Signed-off-by: Michael Dawson <mdawson@devrus.com>
---
 .../providers/inline/safety/prompt_guard/config.py | 14 ++++++++++++++
 .../inline/safety/prompt_guard/prompt_guard.py     |  2 +-
 2 files changed, 15 insertions(+), 1 deletion(-)

diff --git a/llama_stack/providers/inline/safety/prompt_guard/config.py b/llama_stack/providers/inline/safety/prompt_guard/config.py
index 69ea512c5..78cb17733 100644
--- a/llama_stack/providers/inline/safety/prompt_guard/config.py
+++ b/llama_stack/providers/inline/safety/prompt_guard/config.py
@@ -15,8 +15,14 @@ class PromptGuardType(Enum):
     jailbreak = "jailbreak"
 
 
+class PromptGuardExecutionType(Enum):
+    cpu = "cpu"
+    cuda = "cuda"
+
+
 class PromptGuardConfig(BaseModel):
     guard_type: str = PromptGuardType.injection.value
+    guard_execution_type: str = PromptGuardExecutionType.cuda.value
 
     @classmethod
     @field_validator("guard_type")
@@ -25,8 +31,16 @@ class PromptGuardConfig(BaseModel):
             raise ValueError(f"Unknown prompt guard type: {v}")
         return v
 
+    @classmethod
+    @field_validator("guard_execution_type")

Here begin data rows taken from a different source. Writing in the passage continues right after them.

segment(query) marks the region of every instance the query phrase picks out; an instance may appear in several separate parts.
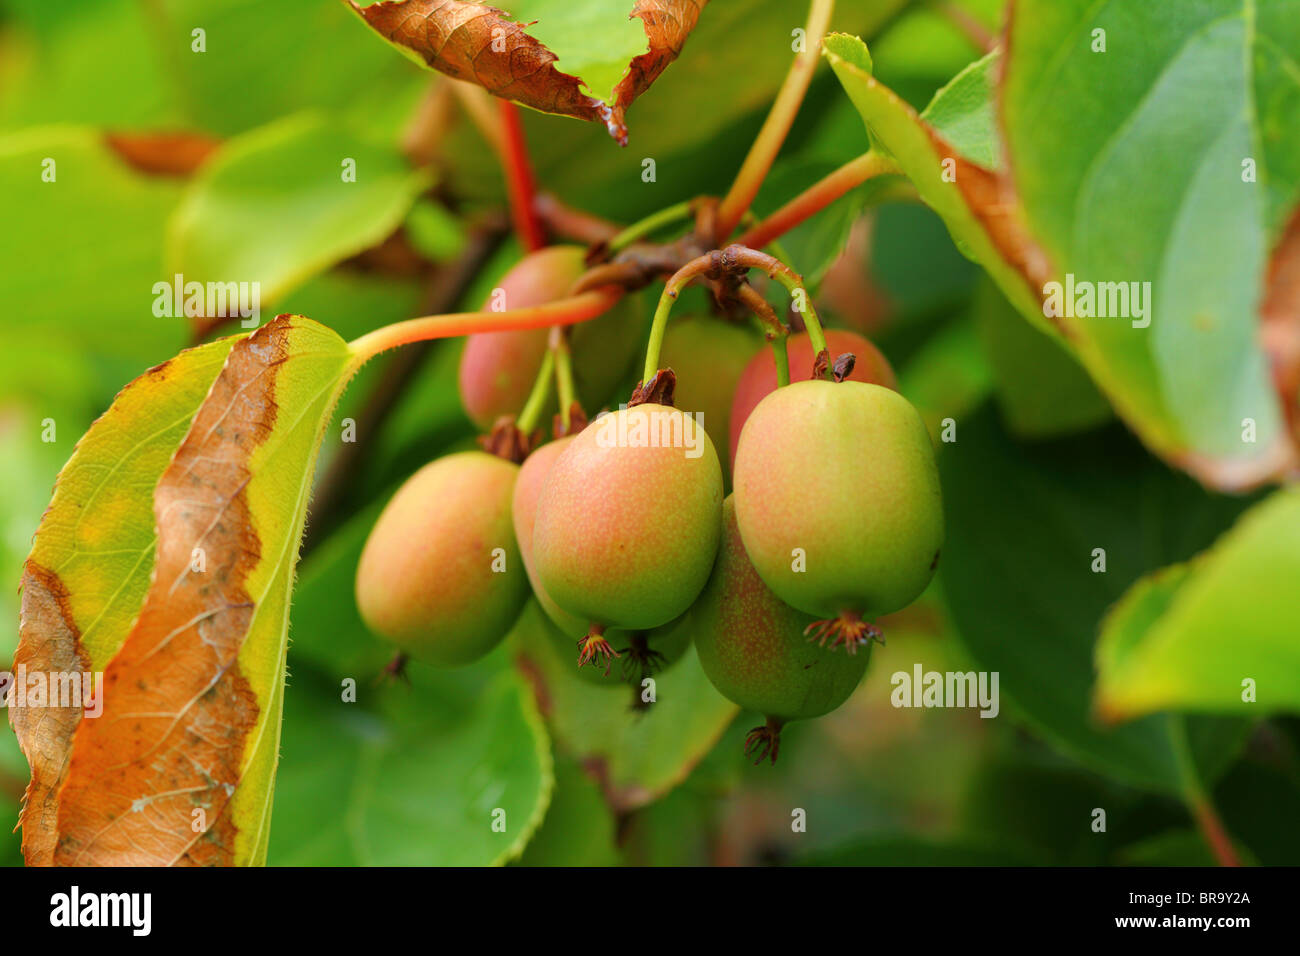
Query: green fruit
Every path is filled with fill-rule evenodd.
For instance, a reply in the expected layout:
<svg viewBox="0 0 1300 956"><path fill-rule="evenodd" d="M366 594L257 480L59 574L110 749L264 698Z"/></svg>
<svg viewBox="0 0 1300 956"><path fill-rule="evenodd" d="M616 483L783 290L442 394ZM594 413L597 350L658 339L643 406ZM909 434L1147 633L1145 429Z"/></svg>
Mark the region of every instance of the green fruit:
<svg viewBox="0 0 1300 956"><path fill-rule="evenodd" d="M934 574L943 543L934 449L891 389L824 380L777 389L745 423L735 482L759 575L787 604L838 619L836 643L860 638L863 617L910 604Z"/></svg>
<svg viewBox="0 0 1300 956"><path fill-rule="evenodd" d="M582 275L581 246L550 246L521 259L497 284L483 309L544 305L569 294ZM571 346L578 399L597 407L627 374L640 338L634 305L620 305L577 326ZM460 358L460 396L470 420L487 429L502 415L514 415L528 393L546 354L548 329L480 332L468 336Z"/></svg>
<svg viewBox="0 0 1300 956"><path fill-rule="evenodd" d="M889 360L881 354L880 349L858 333L844 329L827 329L826 348L831 353L832 362L845 352L853 353L856 361L853 364L853 373L849 375L849 381L869 382L884 385L886 388L897 387L898 381L894 377L894 369L890 366ZM812 342L807 332L799 332L786 339L786 355L790 359L791 382L805 382L812 378L813 360L817 356L813 354ZM746 419L749 418L754 407L774 391L776 391L776 356L772 354L770 348L765 348L749 360L749 365L745 367L744 373L736 383L736 397L731 404L731 430L728 438L733 468L736 464L736 447L740 444L740 431L744 428Z"/></svg>
<svg viewBox="0 0 1300 956"><path fill-rule="evenodd" d="M713 686L778 723L830 713L848 700L870 658L812 643L814 618L763 583L745 553L735 495L722 505L722 543L709 583L687 613L700 665Z"/></svg>
<svg viewBox="0 0 1300 956"><path fill-rule="evenodd" d="M704 587L721 521L722 471L707 433L675 408L620 409L551 466L533 526L537 576L596 637L606 627L648 631Z"/></svg>
<svg viewBox="0 0 1300 956"><path fill-rule="evenodd" d="M659 364L677 376L673 404L701 416L697 420L716 448L730 440L736 384L762 347L762 338L748 325L722 319L673 319L664 333ZM722 473L729 484L729 461L722 463Z"/></svg>
<svg viewBox="0 0 1300 956"><path fill-rule="evenodd" d="M528 599L510 519L518 466L484 452L440 458L398 489L357 565L357 607L380 634L445 667L482 657Z"/></svg>

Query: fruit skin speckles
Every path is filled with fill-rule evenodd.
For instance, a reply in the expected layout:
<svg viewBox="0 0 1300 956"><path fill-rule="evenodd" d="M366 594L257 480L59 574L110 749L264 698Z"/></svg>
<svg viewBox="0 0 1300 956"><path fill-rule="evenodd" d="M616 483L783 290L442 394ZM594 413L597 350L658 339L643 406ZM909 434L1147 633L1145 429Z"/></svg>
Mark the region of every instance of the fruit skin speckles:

+    def validate_guard_execution_type(cls, v):
+        if v not in [t.value for t in PromptGuardExecutionType]:
+            raise ValueError(f"Unknown prompt guard execution type: {v}")
+        return v
+
     @classmethod
     def sample_run_config(cls, __distro_dir__: str, **kwargs: Any) -> dict[str, Any]:
         return {
             "guard_type": "injection",
+            "guard_execution_type": "cuda",
         }
diff --git a/llama_stack/providers/inline/safety/prompt_guard/prompt_guard.py b/llama_stack/providers/inline/safety/prompt_guard/prompt_guard.py
index 56ce8285f..77fb28ce8 100644
--- a/llama_stack/providers/inline/safety/prompt_guard/prompt_guard.py
+++ b/llama_stack/providers/inline/safety/prompt_guard/prompt_guard.py
@@ -75,7 +75,7 @@ class PromptGuardShield:
         self.temperature = temperature
         self.threshold = threshold
 
-        self.device = "cuda"
+        self.device = self.config.guard_execution_type
 
         # load model and tokenizer
         self.tokenizer = AutoTokenizer.from_pretrained(model_dir)